「最初はタコ壷だった」――iPod用ひょうたんスピーカー:インタビュー(2/2 ページ)
異色のiPod用スピーカーとして人気なのが、バード電子の「iPod用ひょうたんスピーカー」だ。いったいどんな経緯で誕生した製品なのか、製造販売元であるバード電子に話を聞いた。
「ひょうたん」で打破した自社製品のマンネリ化
バード電子は斉藤氏が1983年に設立した会社だ。当初は工場設備で使用される制御基盤用のフラットキーボードスイッチを設計、開発していた。現在も売り上げの半分近くは業務用の製品だ。10年ほど前から、PC用のアクセサリーを製品化し始め、なかでもノートPC用の冷却台が大ヒットとなる。特にMacのユーザーグループで話題となり、その後もMac用の冷却機器やプロテクターなどのアクセサリーを次々と製品化してきた。当然、Macの周辺機器として登場したiPodへの対応も早く、「EZISON」シリーズなど外付けスピーカーシステムは他社の先駆けとなる存在だった。
ただ、優れたアイディアを製品化しても、ブランドや販売店への影響力という点では大手メーカーにかなわない。同様の製品が他社から登場する前に新しいアイディアで勝負していく必要がある。同社のiPod用スピーカーには、昔のラジカセタイプやサイコロ型、枕カバー型などユニークなものが数多くあるが、それでもどこかマンネリ化を覚えていたという。なにか新機軸の製品を打ち出す必要があると感じていた。そんな中で、iPod用ひょうたんスピーカーは製品化された。
契約農家からのひょうたんで、製品を安定供給
――これまでで、販売数はどれくらいになるのでしょうか。
斉藤氏: 全部で200〜300個にはなると思います。「がらくたフェア」で数個ずつ売るというのを数回繰り返したあと、数十個をストックしてから放出してきました。ただ、自然の物ですから収穫される数や色、大きさが違ってきます。製造や加工も先ほどのような実情なので、キッチリした販売スケジュールが組める段階ではないですね。
――「ひょうたん」という素材の供給不足が最大のネックですか?
斉藤氏: そうですね。瓜の仲間でへちまのように一年で大きくなって収穫するものなんですが、そうそう売ってるものではないですよね。当初は茨城の「ひょうたん美術館」に行って購入していたんですが、そこの在庫を買い切ってしまったので新しい調達先を探していたところでした。幸い、メディアで取り上げていただいた後からは、ひょうたんを作っている農家さんや、富山で「ひょうたん村」を運営する立山ひょうたん村協同組合さんなどから引き合いがありました。今年後半〜来年までには安定供給できると思います。

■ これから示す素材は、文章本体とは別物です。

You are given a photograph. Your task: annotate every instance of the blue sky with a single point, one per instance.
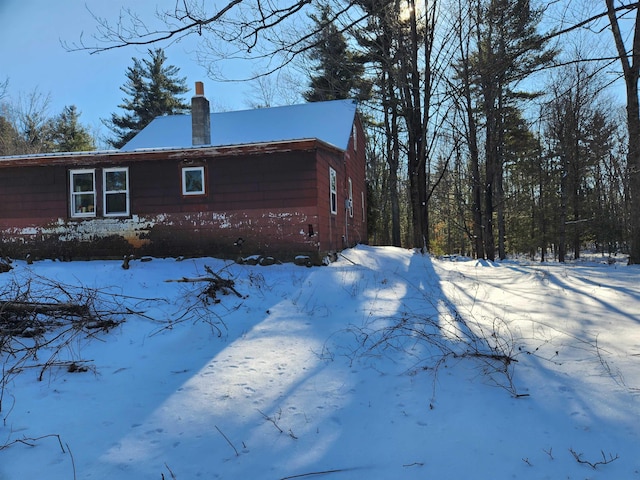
(32, 57)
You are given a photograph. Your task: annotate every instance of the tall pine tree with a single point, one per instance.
(339, 70)
(68, 135)
(153, 89)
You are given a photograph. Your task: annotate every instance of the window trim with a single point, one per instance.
(202, 171)
(350, 204)
(73, 194)
(333, 191)
(106, 192)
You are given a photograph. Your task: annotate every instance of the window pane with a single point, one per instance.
(116, 203)
(83, 182)
(193, 180)
(116, 180)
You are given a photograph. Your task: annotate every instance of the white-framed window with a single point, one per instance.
(355, 138)
(333, 189)
(83, 192)
(193, 181)
(350, 199)
(116, 191)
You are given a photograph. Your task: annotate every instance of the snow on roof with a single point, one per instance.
(330, 122)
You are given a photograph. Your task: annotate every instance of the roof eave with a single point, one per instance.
(112, 156)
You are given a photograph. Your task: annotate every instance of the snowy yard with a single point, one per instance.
(384, 365)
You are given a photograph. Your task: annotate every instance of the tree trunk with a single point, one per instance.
(630, 68)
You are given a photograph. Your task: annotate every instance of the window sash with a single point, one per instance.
(116, 191)
(350, 205)
(193, 182)
(333, 188)
(82, 184)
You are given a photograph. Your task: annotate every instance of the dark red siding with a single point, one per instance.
(273, 197)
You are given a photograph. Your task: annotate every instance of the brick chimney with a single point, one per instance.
(200, 117)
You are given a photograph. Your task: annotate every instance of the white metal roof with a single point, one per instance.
(330, 122)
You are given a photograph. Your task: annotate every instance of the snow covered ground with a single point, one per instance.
(386, 364)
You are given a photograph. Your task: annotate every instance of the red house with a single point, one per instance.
(283, 182)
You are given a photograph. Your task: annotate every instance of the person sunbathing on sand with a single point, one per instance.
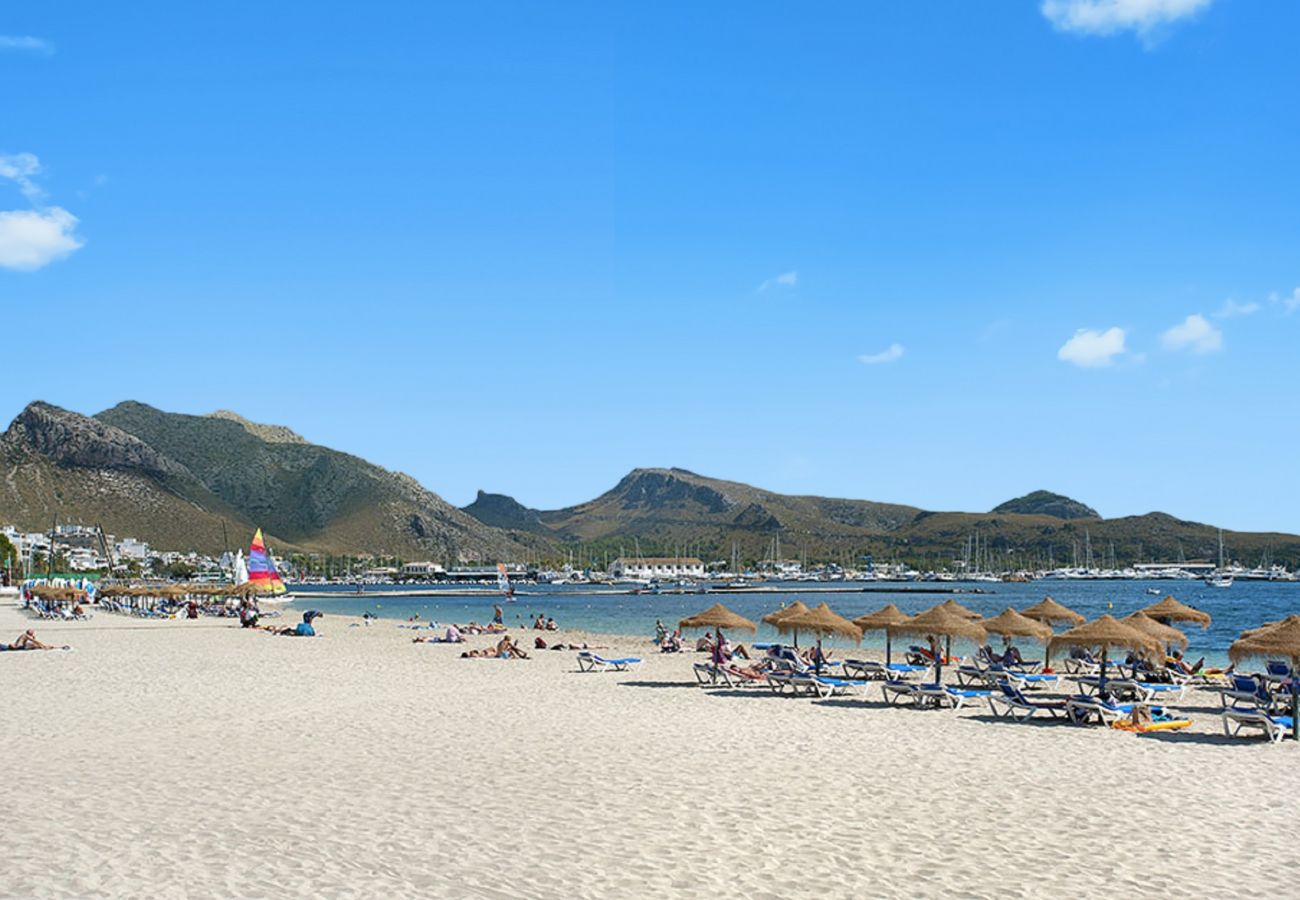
(27, 641)
(508, 649)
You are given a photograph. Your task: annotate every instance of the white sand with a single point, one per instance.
(193, 758)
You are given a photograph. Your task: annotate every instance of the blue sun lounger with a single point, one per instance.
(879, 671)
(810, 683)
(589, 662)
(930, 695)
(1010, 701)
(1083, 710)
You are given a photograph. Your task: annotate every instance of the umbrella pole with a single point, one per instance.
(1295, 700)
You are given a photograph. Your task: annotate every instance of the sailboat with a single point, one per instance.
(503, 583)
(1221, 579)
(261, 572)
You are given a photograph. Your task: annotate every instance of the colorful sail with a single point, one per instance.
(503, 582)
(261, 569)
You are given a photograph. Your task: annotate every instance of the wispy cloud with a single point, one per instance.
(26, 43)
(891, 354)
(1091, 349)
(1194, 333)
(784, 280)
(33, 238)
(1147, 18)
(1231, 310)
(1288, 303)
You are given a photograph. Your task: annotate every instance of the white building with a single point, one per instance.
(131, 549)
(423, 570)
(657, 567)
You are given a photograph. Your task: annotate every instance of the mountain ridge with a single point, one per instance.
(174, 480)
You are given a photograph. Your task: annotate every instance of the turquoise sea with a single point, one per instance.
(1244, 605)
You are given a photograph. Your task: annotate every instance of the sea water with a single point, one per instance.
(603, 610)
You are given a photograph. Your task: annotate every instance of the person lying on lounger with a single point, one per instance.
(1179, 665)
(815, 656)
(729, 652)
(27, 641)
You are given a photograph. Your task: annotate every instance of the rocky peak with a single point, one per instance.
(1044, 502)
(268, 433)
(74, 441)
(658, 488)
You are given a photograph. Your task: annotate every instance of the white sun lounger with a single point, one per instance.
(1238, 718)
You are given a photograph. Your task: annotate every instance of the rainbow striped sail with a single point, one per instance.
(261, 569)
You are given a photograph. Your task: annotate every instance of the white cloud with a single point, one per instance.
(26, 43)
(1231, 308)
(891, 354)
(1288, 303)
(1092, 349)
(784, 280)
(30, 238)
(20, 169)
(1194, 333)
(1104, 17)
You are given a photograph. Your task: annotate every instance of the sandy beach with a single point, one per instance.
(194, 758)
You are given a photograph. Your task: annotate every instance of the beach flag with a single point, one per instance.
(261, 569)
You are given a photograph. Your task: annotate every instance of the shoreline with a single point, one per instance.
(359, 762)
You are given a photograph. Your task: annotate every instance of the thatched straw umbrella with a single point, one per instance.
(1170, 610)
(1009, 624)
(775, 617)
(880, 621)
(1052, 613)
(1105, 634)
(1166, 635)
(953, 606)
(940, 622)
(1278, 640)
(820, 621)
(716, 617)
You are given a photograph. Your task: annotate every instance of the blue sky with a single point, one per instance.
(930, 252)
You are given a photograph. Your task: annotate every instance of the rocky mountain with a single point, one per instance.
(176, 479)
(1044, 502)
(502, 511)
(173, 479)
(666, 510)
(59, 464)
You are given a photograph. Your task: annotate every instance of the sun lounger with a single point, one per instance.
(807, 682)
(709, 675)
(589, 662)
(930, 695)
(1030, 680)
(878, 671)
(1009, 701)
(1083, 710)
(945, 695)
(1248, 691)
(1238, 718)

先日はひょうたんを作っているという方が、軽トラにひょうたんを積んでお見えになりました。でも今のひょうたんのニーズって観賞用なので、細長いとか微妙にカーブしてるとか変わった形の物が好まれるようです。あまりスピーカーには向かない形だったし、同じような大きさの物がなかったのでお引取り願いました。
大きさや色がそれぞれなのが天然素材の良さですが、ある程度は大きさや形がそろっていたほうが製品化しやすいですから。ある農家さんには、形の良いひょうたんの種を植えるなどの工夫をしてもらっています。
――今後の展開などをお聞かせください。
斉藤氏: ひょうたんスピーカーは非常に好評ですし、次はいつ売るのかという声もたくさん頂いています。先ほどのように、契約農家さんから直接ひょうたんを仕入れるようになりますので、これからは1年を通じて販売できると思います。
購入した方に聞くと、ひょうたんスピーカーをぶら下げて使う方が多いんですよ。それだとちょっと不便だと思うので、ぶらさげる以外の方法で使えるような専用のスタンドを企画中です。自立型のひょうたんスピーカーも面白いかもしれません。
ビジネスという面ではまだまだですが、天然素材を使った製品への手ごたえは感じています。すでに竹を使った製品の試作を進めてまして、もう少しでお披露目できると思います。ひょうたんや竹なら他社さんもそうそう製品化しないと思いますので、これからも「ヒョウタンといっしょ」です。